Following up on its 'Make in India' campaign, the Narendra Modi government is taking steps to cut down the time for registering a business from 27 days to a single day.
This is part of a raft of measures, such as single registration for all labour laws, overhaul of tax systems, reduction in the number of permits required, easing up property registration, quick electricity connection and property registration.
These measures that are expected to make the country a friendlier investment destination, according to a Times of India report.
India has long had the dubious reputation of being a notoriously difficult place to do business. The World Bank's 'Ease of Doing Business' index this year ranked India at 134 out of 189 countries, behind not only China (ranked 96) but its poorer neighbours Pakistan (110) and Bangladesh (130).

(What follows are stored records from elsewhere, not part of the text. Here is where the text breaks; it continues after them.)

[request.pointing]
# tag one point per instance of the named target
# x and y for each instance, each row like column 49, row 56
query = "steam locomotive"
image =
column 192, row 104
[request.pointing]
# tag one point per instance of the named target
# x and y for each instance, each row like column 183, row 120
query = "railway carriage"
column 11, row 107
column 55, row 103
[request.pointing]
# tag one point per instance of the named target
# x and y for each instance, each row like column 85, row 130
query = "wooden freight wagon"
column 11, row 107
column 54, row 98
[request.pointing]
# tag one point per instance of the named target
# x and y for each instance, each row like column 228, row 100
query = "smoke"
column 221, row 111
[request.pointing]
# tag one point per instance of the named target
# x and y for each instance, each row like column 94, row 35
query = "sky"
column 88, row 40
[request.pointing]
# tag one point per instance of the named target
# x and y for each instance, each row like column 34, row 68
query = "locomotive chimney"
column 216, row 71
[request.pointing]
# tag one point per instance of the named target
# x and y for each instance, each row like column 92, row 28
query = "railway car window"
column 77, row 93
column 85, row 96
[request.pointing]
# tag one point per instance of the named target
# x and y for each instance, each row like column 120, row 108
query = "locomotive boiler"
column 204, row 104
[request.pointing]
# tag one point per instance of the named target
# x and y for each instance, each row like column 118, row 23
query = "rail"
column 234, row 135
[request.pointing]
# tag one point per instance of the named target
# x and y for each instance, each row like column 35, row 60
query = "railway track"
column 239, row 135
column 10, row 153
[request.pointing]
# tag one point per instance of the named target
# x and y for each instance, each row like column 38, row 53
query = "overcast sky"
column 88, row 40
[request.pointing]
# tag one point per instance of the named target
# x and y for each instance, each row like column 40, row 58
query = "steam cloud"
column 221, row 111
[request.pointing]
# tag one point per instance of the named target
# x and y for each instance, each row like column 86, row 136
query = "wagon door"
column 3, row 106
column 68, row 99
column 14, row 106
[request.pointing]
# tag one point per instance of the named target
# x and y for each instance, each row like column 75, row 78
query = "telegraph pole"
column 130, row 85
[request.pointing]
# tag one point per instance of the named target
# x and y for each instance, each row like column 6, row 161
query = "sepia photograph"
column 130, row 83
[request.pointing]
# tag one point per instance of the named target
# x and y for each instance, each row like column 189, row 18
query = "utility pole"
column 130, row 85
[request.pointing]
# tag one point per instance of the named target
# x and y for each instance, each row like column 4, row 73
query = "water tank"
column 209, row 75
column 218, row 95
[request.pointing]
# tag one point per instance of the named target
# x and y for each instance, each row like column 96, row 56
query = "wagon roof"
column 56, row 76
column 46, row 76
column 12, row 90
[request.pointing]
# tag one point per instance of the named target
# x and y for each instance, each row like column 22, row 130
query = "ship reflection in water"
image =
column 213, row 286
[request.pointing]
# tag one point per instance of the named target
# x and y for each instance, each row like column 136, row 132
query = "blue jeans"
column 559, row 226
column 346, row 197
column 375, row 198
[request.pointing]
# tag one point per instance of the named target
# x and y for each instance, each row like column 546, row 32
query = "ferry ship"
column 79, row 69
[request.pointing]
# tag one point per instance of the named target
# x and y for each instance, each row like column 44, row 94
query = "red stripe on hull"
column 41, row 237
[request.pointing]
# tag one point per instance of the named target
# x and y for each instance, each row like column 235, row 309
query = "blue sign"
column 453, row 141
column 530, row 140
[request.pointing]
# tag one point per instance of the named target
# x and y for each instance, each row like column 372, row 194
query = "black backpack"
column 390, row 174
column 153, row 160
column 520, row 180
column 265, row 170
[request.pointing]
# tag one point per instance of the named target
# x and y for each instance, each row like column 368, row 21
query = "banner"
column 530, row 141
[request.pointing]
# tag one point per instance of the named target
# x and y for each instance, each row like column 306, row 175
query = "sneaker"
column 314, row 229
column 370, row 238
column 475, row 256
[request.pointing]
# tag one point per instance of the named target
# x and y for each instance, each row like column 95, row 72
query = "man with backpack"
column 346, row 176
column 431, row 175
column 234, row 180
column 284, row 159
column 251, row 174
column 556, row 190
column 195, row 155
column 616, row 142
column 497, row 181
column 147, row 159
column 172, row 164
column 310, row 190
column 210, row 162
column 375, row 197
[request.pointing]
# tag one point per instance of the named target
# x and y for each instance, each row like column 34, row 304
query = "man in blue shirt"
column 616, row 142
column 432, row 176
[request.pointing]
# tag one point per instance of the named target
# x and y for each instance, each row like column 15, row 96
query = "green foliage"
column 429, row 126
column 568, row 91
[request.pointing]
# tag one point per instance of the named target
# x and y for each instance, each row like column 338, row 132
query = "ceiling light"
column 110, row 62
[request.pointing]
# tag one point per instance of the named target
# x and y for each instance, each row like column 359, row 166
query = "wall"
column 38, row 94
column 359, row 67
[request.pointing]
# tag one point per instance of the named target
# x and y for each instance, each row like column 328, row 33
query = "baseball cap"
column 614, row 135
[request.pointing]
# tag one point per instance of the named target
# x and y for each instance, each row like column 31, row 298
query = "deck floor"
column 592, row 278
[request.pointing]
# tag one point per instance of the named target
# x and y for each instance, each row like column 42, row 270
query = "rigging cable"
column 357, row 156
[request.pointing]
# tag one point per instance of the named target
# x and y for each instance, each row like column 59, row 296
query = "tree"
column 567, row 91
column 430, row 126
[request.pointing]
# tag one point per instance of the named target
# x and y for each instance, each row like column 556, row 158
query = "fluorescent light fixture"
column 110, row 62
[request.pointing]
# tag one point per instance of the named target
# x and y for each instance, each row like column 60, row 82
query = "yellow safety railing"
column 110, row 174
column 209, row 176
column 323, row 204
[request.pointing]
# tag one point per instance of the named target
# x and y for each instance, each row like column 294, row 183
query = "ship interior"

During the launch of the 'Make in India' campaign, Narendra Modi had announced that his government would take steps to bring the country's ranking among the top 50.
The Department of Industrial Policy and Promotion (DIPP) has been made the nodal agency for pushing these procedural reforms. The DIPP has set a time frame of 3-6 months for implementing the changes. It has asked all ministries to work on reforming the regulatory structure and the investment climate. States are also being encouraged to join the Centre's efforts to improve the regulatory structure and cut down delays.
Among the focus areas are reforms of the tax system. It has been suggested that the number of taxes be reduced and online payment of taxes allowed. Education and higher education cess, dividend and withholding taxes can be incorporated under corporation tax to simplify the process, officials said.
The Minimum Alternate Tax (MAT) for developers of special economic zones (SEZs) and units in SEZs is proposed to be abolished. There is emphasis to expeditiously implement the Direct Tax Code and goods and service tax (GST).
The DIPP has cited examples from various countries such as Malaysia, New Zealand, Canada, Rwanda, Turkey and the UAE for easing up the processes and reducing delays. It has also been suggested that the requirement of minimum paid-up capital for starting a business should be done away with, as 90 countries have no such requirement.
For removing hurdles in getting electricity for businesses several measures have been identified which include removing the requirement of pollution control certificates for providing a connection. State electricity boards and the power ministry have been asked to simplify procedures of getting an electricity connection.